Manage issues in the Code editor

Select an individual issue within the Security scan panel to open the file containing the issue in the Code editor. Issues are marked by a red X next to the code line.

  • Hover over the red X for basic details about the issue: severity, finding name, and remediation options

  • For IaC resources with multiple issues, hovering over the line of code marked X displays a list of issues at the resource's starting line. Scroll to view all issues

  • Select Console to display its full details in the Details panel

Remediation options by issue category

You can mitigate issues directly through both the Code editor or the Details panel. Options include Fix, Suppress, and Documentation.

Note

Not all types of remediation are available for all issues. For example, fixes are not available for License issues.

Fixes

When selecting an issue in either the Code editor and Details panel, a suggested fix is displayed when available. Fixes are automatically applied to the code upon selection. The following list displays the type of fix available for the different categories of issues.

  • CVE vulnerabilities: The fix bumps the package version. You can directly fix the specific CVE vulnerability that has been detected during the scan by upgrading the package to the version that includes a fix

  • IaC misconfigurations: The fix modifies the configuration. The Details panel displays the code difference to be fixed

  • Secrets issues: N/A

  • License mis-compliance: N/A

  • Package Integrity: N/A

Suppression

Suppress an issue to temporarily hide or ignore an issue without fixing it, allowing you to concentrate on more important issues. The suppression is scoped to the file.
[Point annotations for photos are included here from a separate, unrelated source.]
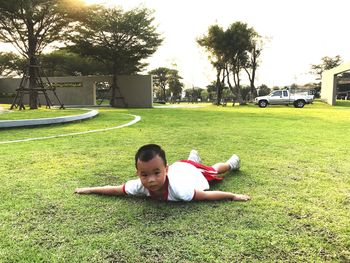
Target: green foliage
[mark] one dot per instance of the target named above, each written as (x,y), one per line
(164,78)
(264,90)
(117,38)
(232,50)
(31,25)
(11,64)
(121,40)
(64,63)
(297,177)
(327,63)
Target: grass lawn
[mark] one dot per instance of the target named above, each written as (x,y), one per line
(34,114)
(295,165)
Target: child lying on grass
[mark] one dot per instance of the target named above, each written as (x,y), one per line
(185,180)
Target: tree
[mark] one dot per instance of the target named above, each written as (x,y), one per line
(327,63)
(263,90)
(214,42)
(161,79)
(32,25)
(175,85)
(121,40)
(252,62)
(231,51)
(65,63)
(11,64)
(167,80)
(238,40)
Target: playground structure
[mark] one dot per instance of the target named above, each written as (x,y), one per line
(329,83)
(135,91)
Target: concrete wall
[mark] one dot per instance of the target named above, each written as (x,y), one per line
(329,83)
(81,90)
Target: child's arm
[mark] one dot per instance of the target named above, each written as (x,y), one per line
(104,190)
(219,195)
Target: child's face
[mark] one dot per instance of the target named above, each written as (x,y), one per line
(152,173)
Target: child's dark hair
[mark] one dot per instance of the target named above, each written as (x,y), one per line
(148,152)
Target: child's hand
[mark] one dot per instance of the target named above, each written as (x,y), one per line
(81,191)
(239,197)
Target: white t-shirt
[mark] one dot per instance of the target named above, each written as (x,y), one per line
(184,180)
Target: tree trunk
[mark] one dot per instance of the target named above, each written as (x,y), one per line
(218,88)
(33,70)
(33,75)
(113,101)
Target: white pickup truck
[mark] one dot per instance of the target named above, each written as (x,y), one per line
(284,97)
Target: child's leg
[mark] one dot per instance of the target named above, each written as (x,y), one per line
(221,167)
(233,163)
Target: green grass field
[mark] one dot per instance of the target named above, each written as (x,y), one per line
(295,165)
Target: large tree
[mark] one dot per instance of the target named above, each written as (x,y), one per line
(32,25)
(252,62)
(11,64)
(64,63)
(326,63)
(118,38)
(231,51)
(175,85)
(238,41)
(214,44)
(161,80)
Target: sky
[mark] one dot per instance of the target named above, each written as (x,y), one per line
(297,33)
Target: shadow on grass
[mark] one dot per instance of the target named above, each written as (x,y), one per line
(343,103)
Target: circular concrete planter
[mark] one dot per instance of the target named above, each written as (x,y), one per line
(47,121)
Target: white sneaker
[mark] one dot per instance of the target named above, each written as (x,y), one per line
(234,162)
(194,156)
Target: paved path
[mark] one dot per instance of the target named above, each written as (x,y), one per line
(46,121)
(135,120)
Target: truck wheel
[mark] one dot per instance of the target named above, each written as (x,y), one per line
(262,103)
(299,104)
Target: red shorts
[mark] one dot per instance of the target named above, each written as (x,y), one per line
(208,172)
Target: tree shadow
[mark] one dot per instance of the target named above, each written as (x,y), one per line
(343,103)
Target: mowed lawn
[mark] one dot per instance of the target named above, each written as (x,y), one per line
(295,166)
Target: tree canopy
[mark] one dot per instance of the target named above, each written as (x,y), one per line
(32,25)
(231,51)
(122,40)
(166,78)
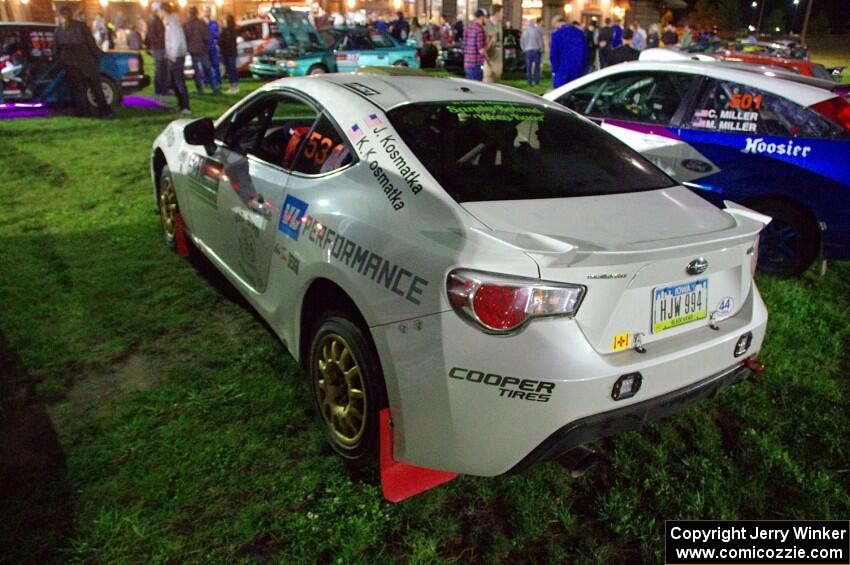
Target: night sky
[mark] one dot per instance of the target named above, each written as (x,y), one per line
(838,11)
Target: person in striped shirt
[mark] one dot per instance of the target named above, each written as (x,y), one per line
(475,46)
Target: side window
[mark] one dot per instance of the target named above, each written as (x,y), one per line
(272,129)
(729,107)
(641,97)
(289,124)
(325,150)
(582,98)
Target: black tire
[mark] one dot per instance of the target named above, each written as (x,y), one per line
(332,387)
(166,200)
(790,243)
(111,92)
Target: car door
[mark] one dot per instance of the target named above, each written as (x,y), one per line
(640,108)
(309,193)
(277,125)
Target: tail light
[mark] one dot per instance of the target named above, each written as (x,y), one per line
(836,109)
(502,304)
(754,256)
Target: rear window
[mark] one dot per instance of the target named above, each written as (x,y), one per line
(510,151)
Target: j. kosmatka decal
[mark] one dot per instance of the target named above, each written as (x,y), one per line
(381,151)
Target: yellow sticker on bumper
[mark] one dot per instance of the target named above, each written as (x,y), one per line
(621,341)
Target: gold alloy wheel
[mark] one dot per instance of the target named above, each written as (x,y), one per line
(340,390)
(167,207)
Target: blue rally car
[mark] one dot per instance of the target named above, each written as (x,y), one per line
(31,74)
(774,141)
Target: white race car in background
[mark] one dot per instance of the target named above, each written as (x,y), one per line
(252,37)
(497,274)
(769,139)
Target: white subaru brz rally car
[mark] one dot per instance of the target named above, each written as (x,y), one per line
(474,278)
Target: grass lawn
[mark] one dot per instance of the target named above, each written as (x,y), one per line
(147,416)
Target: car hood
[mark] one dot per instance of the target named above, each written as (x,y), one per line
(297,31)
(614,222)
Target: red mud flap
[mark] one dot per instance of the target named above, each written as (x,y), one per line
(399,480)
(180,235)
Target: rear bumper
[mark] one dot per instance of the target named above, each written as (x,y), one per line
(630,418)
(455,409)
(132,83)
(268,71)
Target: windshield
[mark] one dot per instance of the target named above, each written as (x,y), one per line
(297,30)
(511,151)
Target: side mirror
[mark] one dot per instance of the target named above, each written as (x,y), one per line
(201,132)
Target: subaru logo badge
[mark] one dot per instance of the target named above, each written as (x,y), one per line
(697,266)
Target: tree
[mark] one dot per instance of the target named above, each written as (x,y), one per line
(775,20)
(704,15)
(729,15)
(820,24)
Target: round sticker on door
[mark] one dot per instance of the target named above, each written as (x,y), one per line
(724,307)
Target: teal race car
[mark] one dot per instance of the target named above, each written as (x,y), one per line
(357,47)
(351,48)
(302,50)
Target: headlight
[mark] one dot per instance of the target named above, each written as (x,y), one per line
(501,304)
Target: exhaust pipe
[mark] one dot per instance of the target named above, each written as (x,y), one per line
(578,460)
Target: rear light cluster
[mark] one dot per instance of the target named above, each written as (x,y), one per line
(754,256)
(502,304)
(836,109)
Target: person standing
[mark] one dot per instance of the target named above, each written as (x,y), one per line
(494,63)
(156,47)
(652,39)
(101,33)
(475,46)
(80,56)
(197,38)
(590,41)
(400,29)
(604,41)
(639,37)
(625,52)
(457,29)
(446,33)
(567,53)
(227,47)
(533,43)
(381,25)
(212,48)
(670,37)
(617,30)
(175,52)
(687,37)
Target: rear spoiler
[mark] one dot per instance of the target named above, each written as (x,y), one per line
(551,251)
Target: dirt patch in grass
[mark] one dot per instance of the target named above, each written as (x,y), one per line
(95,392)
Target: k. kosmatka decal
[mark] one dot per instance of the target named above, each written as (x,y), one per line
(391,169)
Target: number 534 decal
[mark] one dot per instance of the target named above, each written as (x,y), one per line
(318,148)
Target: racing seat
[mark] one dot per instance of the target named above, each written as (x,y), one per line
(291,150)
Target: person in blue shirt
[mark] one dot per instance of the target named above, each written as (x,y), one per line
(381,25)
(618,35)
(567,52)
(212,46)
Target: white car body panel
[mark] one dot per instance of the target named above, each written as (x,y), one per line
(798,92)
(441,421)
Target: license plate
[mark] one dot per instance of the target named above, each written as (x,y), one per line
(681,304)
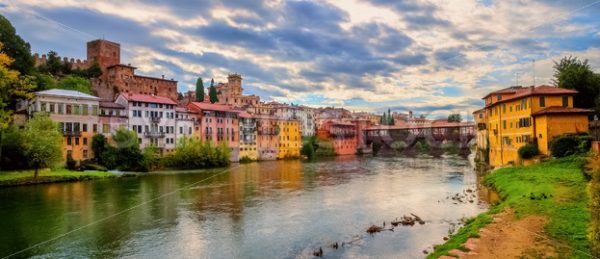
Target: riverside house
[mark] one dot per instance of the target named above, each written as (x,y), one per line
(520,115)
(77,115)
(152,118)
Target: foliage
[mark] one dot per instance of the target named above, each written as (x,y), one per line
(212,92)
(528,151)
(99,144)
(12,149)
(75,83)
(191,153)
(42,142)
(455,117)
(199,90)
(567,145)
(13,86)
(16,48)
(71,163)
(563,183)
(573,73)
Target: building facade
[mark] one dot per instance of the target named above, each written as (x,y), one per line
(290,139)
(152,118)
(77,115)
(529,115)
(218,124)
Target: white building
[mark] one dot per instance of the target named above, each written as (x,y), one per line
(77,115)
(152,118)
(185,123)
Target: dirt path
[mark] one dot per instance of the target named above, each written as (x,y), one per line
(508,237)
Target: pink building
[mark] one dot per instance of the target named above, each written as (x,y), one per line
(218,123)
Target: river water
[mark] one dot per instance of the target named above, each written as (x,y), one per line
(278,209)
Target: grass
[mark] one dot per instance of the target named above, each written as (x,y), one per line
(562,181)
(25,177)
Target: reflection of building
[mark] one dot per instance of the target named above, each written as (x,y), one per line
(77,115)
(218,124)
(343,135)
(152,118)
(248,146)
(521,115)
(116,77)
(290,139)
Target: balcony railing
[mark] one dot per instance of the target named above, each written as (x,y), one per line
(70,133)
(149,134)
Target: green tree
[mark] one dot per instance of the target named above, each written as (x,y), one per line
(212,93)
(53,64)
(76,83)
(16,48)
(99,145)
(200,90)
(13,86)
(573,73)
(42,142)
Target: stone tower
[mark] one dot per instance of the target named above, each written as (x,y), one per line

  1. Select an issue from the Security scan panelclick Suppress from either the Code editor or Details panel.

  2. Provide a justification for the suppressionpress Enter to confirm.

    The justification will be added as a commented annotation to your source code.

After suppressing an issue, the file will not be scanned for two minutes. This is to prevent the issue from being re-triggered. Saving the file during the hold period will not trigger a scan.

Documentation

If automated fixes are not available, policy documentation can provide guidance on how to address the issue: Select an issueDocumentation You are redirected to the relevant policy documentation which includes suggested guidelines on how to solve the issue.

Note

Secrets and Licenses category issues are typically mitigated by following the guidance in the Documentation.